"Everywhere we go-o
People want to know-o
Who we are, where we come from
So we tell them, we are the Afghans
Mighty, mighty Afghans"
The handful of Afghanistan supporters who had travelled from around New Zealand - a couple from Australia, too - had turned one corner of the University Oval into Kandahar. Most of them now settled in the southern hemisphere once lived around the historical city. One among them left Kandahar in 2000 and moved temporarily to Peshawar, in Pakistan, before finally establishing a base in New Zealand. That was before cricket had taken over as Afghanistan's No. 1 sport from boxing, wrestling and buzkashi.
He had flown down along with his wife and two daughters from Auckland to watch the two Dunedin games. The group around him were all friends and family, dressed in their best kurtas and embroidered vests, complete with matching pakols on their heads, speaking in Pashto and English together, waving two big flags and delivering their own version of the chant from Remember the Titans to ensure their players did not feel alone.
The first time the chant went up was in the 33rd over of Scotland's innings when Hamid Hassan, standing at mid-off dived forward to pluck up a low chance off Shapoor Zadran's bowling. Hassan had been signing autographs for the group only a while ago and was quick to respond with a wave. The group, on its feet now, kept repeating the chant knowing they were being heard. It grew louder as Dawlat Zadran struck four overs later and directed his celebration towards the supporters. But it was the last time in a while that the chant was heard as Scotland's lower order frustrated Afghanistan to stretch the total to 210.
Many things can hurt a newcomer in a big tournament like this. It could be swing, bounce, the wind chill, the quality of the opposition, or just being in a foreign country. Afghanistan had a good start to the tournament in Canberra before Bangladesh fought back strongly; they were much closer against Sri Lanka in Dunedin three days ago only to see Mahela Jayawardene and Thisara Perera shut doors on them.
But today was Afghanistan's big day. They believed it. And, as they opted to bowl, their fans believed it too.
On the eve of this match, Afghanistan batsman Javed Ahmadi had said people back home wanted to see them beat a Full Member but mid-way through the second innings it appeared that, in aiming for bigger targets, they had taken lightly an opposition not dissimilar to them.
Following a slump from 85 for 2 to 97 for 7, 114 away from a win, things turned rather bleak, enough to send their supporters into despair. They hadn't seen this coming. They didn't want to see what was coming. For the next few overs, the quiet in that little corner was making its presence felt. It probably helped the two batsmen in the middle. Passion can drive adrenaline, which was exactly what was not needed.

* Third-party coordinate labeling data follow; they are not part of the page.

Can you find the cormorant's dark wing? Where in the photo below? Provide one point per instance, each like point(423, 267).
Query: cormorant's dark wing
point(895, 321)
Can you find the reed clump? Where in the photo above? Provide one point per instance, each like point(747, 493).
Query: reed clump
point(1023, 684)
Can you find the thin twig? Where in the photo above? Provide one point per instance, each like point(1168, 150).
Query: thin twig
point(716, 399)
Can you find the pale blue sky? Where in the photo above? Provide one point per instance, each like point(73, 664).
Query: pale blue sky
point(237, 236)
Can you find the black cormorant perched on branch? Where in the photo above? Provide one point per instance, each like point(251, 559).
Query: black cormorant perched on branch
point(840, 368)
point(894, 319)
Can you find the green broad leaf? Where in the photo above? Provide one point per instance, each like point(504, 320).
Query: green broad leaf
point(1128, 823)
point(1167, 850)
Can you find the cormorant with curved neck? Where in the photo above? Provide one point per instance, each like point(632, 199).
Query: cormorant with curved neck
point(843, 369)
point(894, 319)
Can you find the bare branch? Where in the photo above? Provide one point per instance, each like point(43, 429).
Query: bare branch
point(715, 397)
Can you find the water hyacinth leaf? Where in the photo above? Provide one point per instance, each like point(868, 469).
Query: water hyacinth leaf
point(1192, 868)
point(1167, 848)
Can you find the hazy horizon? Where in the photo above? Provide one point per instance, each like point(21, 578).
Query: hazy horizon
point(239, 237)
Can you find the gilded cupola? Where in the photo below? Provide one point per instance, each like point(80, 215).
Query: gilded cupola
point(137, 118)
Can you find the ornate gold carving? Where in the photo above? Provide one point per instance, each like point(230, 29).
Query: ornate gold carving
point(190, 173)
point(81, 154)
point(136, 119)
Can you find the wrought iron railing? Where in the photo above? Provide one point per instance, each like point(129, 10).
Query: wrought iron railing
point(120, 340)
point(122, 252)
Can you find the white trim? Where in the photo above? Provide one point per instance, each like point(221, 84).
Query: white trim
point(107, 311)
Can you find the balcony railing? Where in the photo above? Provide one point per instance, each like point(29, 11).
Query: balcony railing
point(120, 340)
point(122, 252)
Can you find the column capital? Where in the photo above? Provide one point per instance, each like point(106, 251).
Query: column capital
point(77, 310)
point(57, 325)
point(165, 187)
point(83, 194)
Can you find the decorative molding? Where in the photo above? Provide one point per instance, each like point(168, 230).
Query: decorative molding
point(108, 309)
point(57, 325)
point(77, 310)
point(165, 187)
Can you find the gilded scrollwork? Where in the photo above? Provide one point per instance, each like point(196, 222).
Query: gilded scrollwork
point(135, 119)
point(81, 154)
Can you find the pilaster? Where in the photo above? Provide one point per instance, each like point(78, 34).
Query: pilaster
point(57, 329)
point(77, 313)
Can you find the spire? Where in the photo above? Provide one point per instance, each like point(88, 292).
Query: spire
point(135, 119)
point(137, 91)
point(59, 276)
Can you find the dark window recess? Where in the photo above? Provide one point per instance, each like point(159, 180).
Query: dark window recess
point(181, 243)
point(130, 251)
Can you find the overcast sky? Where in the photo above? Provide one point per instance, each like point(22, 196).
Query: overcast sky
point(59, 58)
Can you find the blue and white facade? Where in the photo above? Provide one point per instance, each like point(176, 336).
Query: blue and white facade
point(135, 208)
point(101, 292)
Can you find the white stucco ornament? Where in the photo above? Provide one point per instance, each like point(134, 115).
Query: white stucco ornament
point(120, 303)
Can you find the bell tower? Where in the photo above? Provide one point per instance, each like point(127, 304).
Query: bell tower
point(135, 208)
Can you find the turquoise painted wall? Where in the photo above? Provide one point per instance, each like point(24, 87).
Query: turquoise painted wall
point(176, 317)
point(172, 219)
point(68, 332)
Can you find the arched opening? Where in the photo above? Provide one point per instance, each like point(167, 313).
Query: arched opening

Samiullah Shenwari and Dawlat took the approach that had helped Scotland's lower order survive - prevent any further damage. Only 10 runs came as they blocked the next six overs, biding time in hope that there would be a release somewhere. So did their fans. They quietly saw the match unfold, felt Shenwari's agony when Dawlat played an absurd shot to be dismissed, probably expected the worst at that stage but, throughout, the two big Afghanistan flags stayed up, fluttering in the chilly breeze.
The clouds of despair only showed signs of lifting when Shenwari smashed a six and a four of consecutive deliveries in the 39th over. The six was Shenwari's first, the four a confirmation of a signal that the chase was on. That sign was read on the grass banks as a call for back-up. Shenwari was going to take control but he needed support. And so they screamed again, "Mighty, mighty Afghans", for the only the third time in the day. The neutral supporters had come in with the promise of being Scotland's back-up but they didn't really care to take sides; they were just loving the fight.
Shenwari would go on to hit three sixes in the 47th over, the third one landing just in front of the Afghan group. He was dismissed in the same over but then the back-up troops took over. They were up and running every single with their last pair. As Shapoor ran towards midwicket after hitting the winning runs, they ran towards him; as he knelt down with his arms outstretched, they were facing him with theirs open. With some 20 yards between them, they were all in one embrace.
"When we see the crowd, we get more happy, and we feel that we have more company," Shenwari said after the match. "When we get a wicket, or a boundary, we get a shout, so we feel so good."
As the rest trickled away, the Afghan supporters walked right by the dressing room to get closer to their players, chanting "Mighty Afghans" followed by "Afghanistan Zindabad". The slick ground DJ, never to miss a trick, was quick to switch to Afghan tunes, transforming this lush corner of the world temporarily to Kandahar once again.